The girls helped cook the meal, while the men sat in the front room drinking beer, can after can. To Gareth’s horror, he began to count them, working out how much they’d cost. He reckoned, between them, they’d drunk about twenty quid’s worth before everyone sat down to the joint of beef that had set him back … He tried not to think how much the meat had cost, or the wine, or the massive cream and peach gateau for afters, or whether Debbie had bought one or two.
As well as paranoid, he was beginning to feel like a milch cow kept soley to provide milk. He was now a milch man, kept to provide food for his wife’s family, plus various hangers-on.
‘You’re awfully quiet, Gar,’ Debbie said. ‘Is something wrong?’

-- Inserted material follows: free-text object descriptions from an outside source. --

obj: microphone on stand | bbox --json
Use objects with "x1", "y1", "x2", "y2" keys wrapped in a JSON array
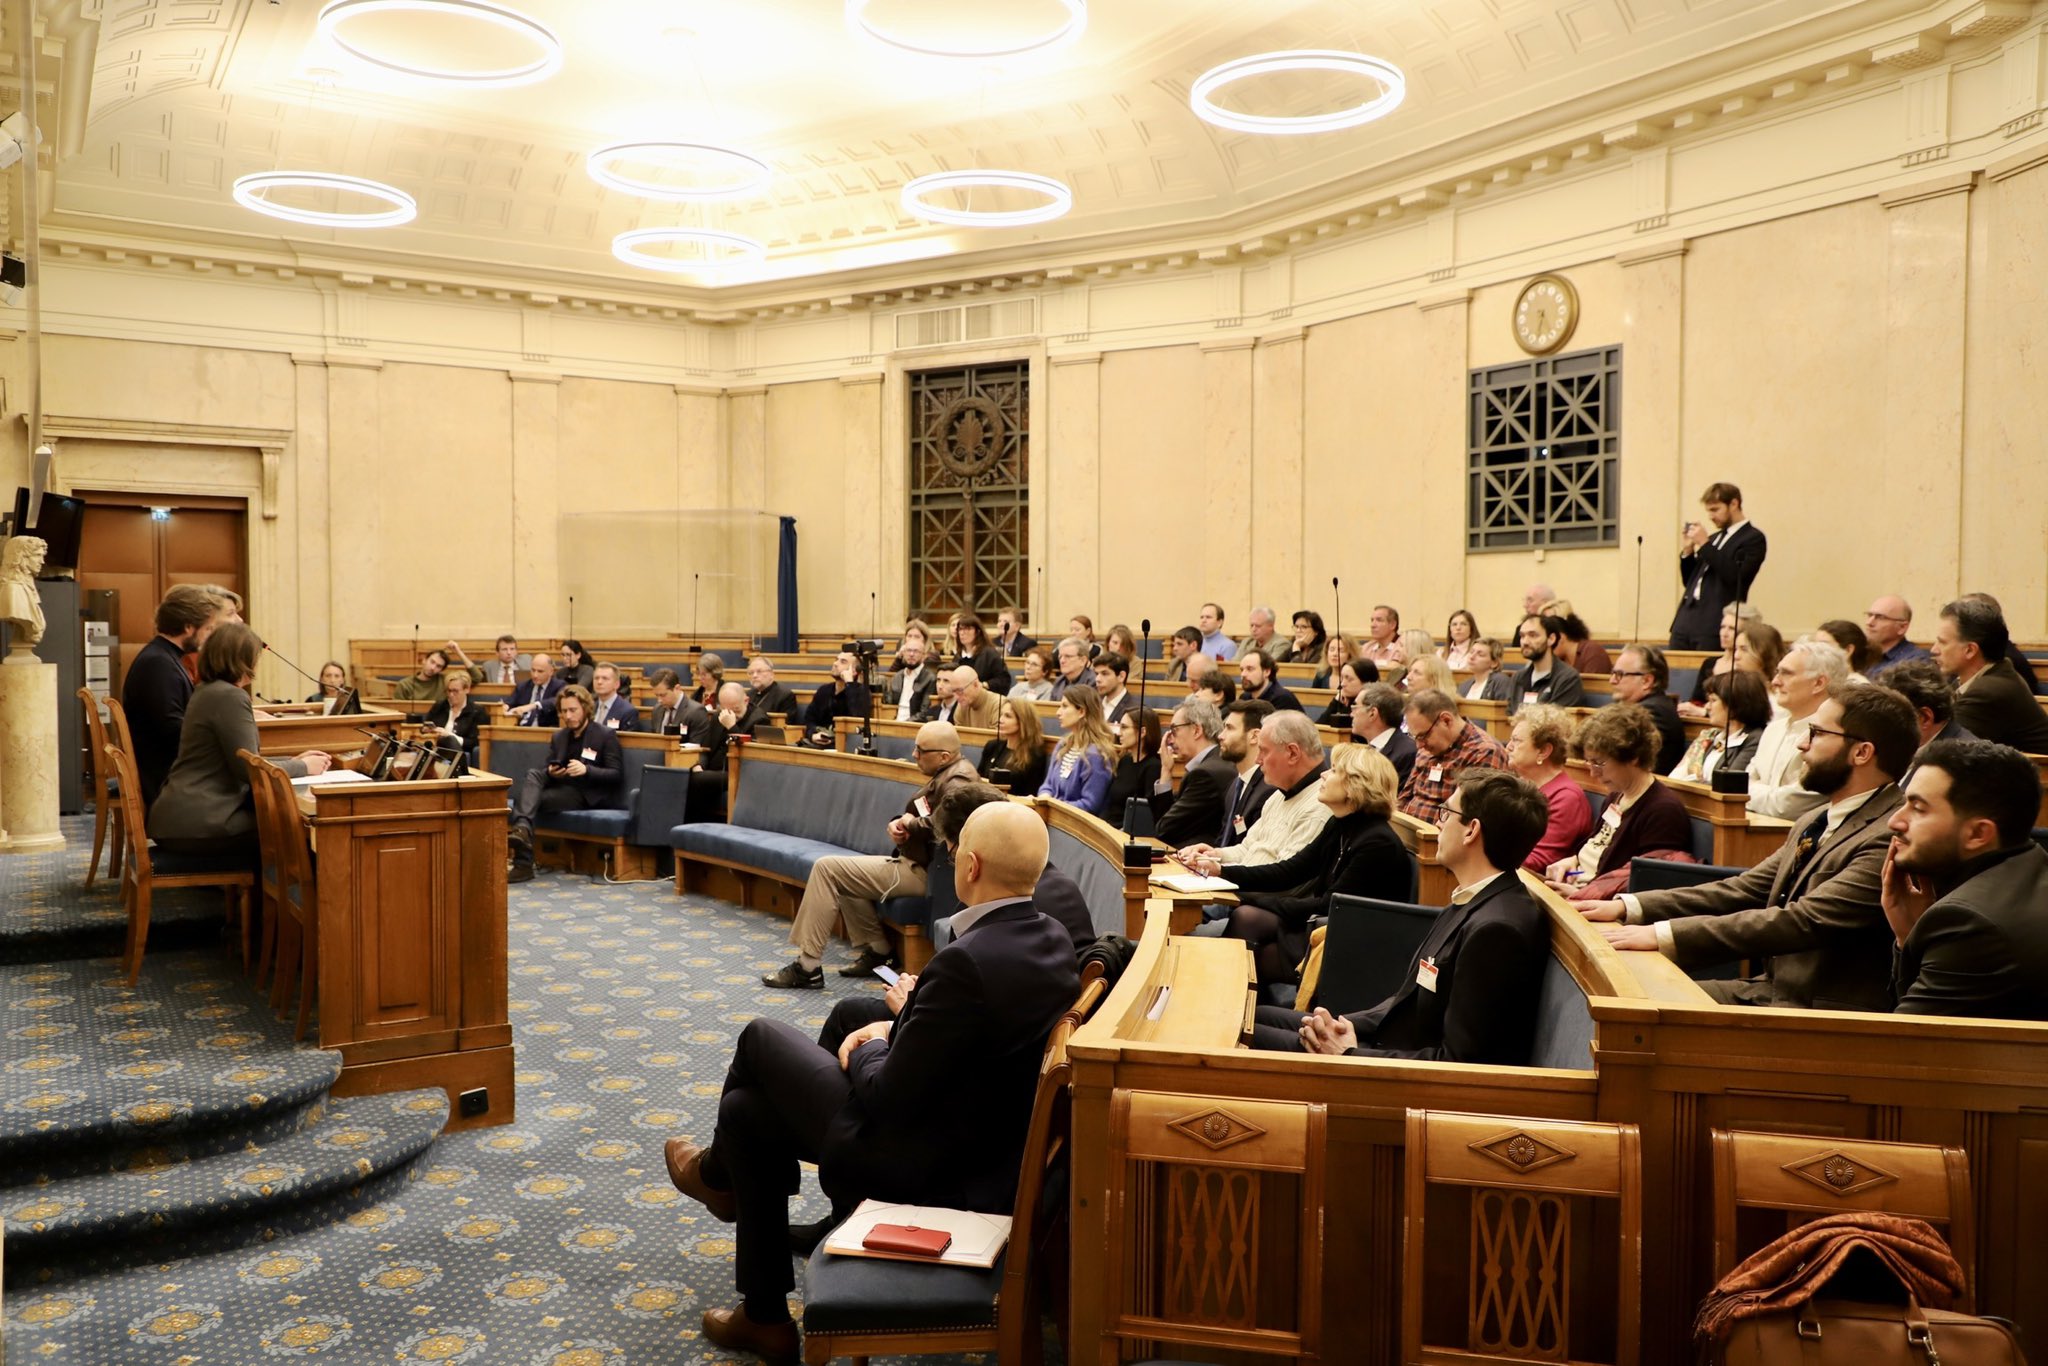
[
  {"x1": 567, "y1": 597, "x2": 575, "y2": 641},
  {"x1": 1124, "y1": 618, "x2": 1152, "y2": 835},
  {"x1": 857, "y1": 591, "x2": 878, "y2": 758},
  {"x1": 691, "y1": 573, "x2": 700, "y2": 653},
  {"x1": 1332, "y1": 576, "x2": 1342, "y2": 640},
  {"x1": 261, "y1": 640, "x2": 325, "y2": 692},
  {"x1": 1631, "y1": 535, "x2": 1644, "y2": 645}
]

‘No,’ he muttered. ‘I’m thinking.’ He glanced at her and his heart melted. She looked good enough to eat herself, her dark hair in plaits, and wearing a shell pink top he’d never seen before and pale blue matador pants he’d never seen before either. The blue sandals with impossibly high heels were strangers to him too. No doubt they’d been in the bags she’d been surrounded by in Bluecoat Chambers the day before. The make-up on her small, elf-like face was a work of art, which wasn’t surprising, seeing as she was a beautician.
Kelly’s frilly blue top, he recognized. He’d actually been with Debbie when she’d bought it a few weeks ago, wincing at the price. He’d only seen it on her a few times and it would seem she’d passed it on to her sister. Kelly couldn’t have afforded the top out of a shop
assistant’s wages. Not only were they feeding the Hamiltons, but it would appear they were clothing them too.
It was midnight in Victoria Square. Ernest was in bed, listening to Anna’s quiet breathing and saying his nine times table under his breath – he’d always found it the most difficult. He felt triumphant when he reached nine times twelve without a pause. Maybe his mind wasn’t going, after all. He counted down from a hundred, just to make sure, and managed it successfully.
Before going to bed, while Steve was still in the bathroom, Kathleen picked up the phone and found there was a message on voicemail. She felt slightly sick when she pressed seven and the message began to play.
‘It’s Brenda,’ announced a hard, brittle voice. ‘Just thought you’d like to know, Dad, that Mam’s not stopped crying all day and it’s all your fault. How could you do this to her? How could you be so cruel? If she carries on much longer, she’s going to be really ill and you’ll have
that
on your conscience for the rest of your days – and that tart of a doctor you’ve taken up with …’
Kathleen wasn’t prepared to listen to any more. She pressed three for delete, then pulled the plug out of the phone. Tomorrow, while Steve was at his job interview, she’d change the number and ask to go ex-directory.
Victoria was still emptying drawers. Her back ached from bending down. ‘What am I supposed to do with all this lot, Gran?’ she asked when she opened the drawer in her grandmother’s wardrobe and found it full of bedding. Normal bedding, she could have left for whoever rented the place, but nowadays people would turn up their
noses at flannelette sheets full of darns, no matter how sparklingly white they were or how neat the darns. There were also loads of blankets, the hard, thick sort that itched your skin if they happened to touch you during the night.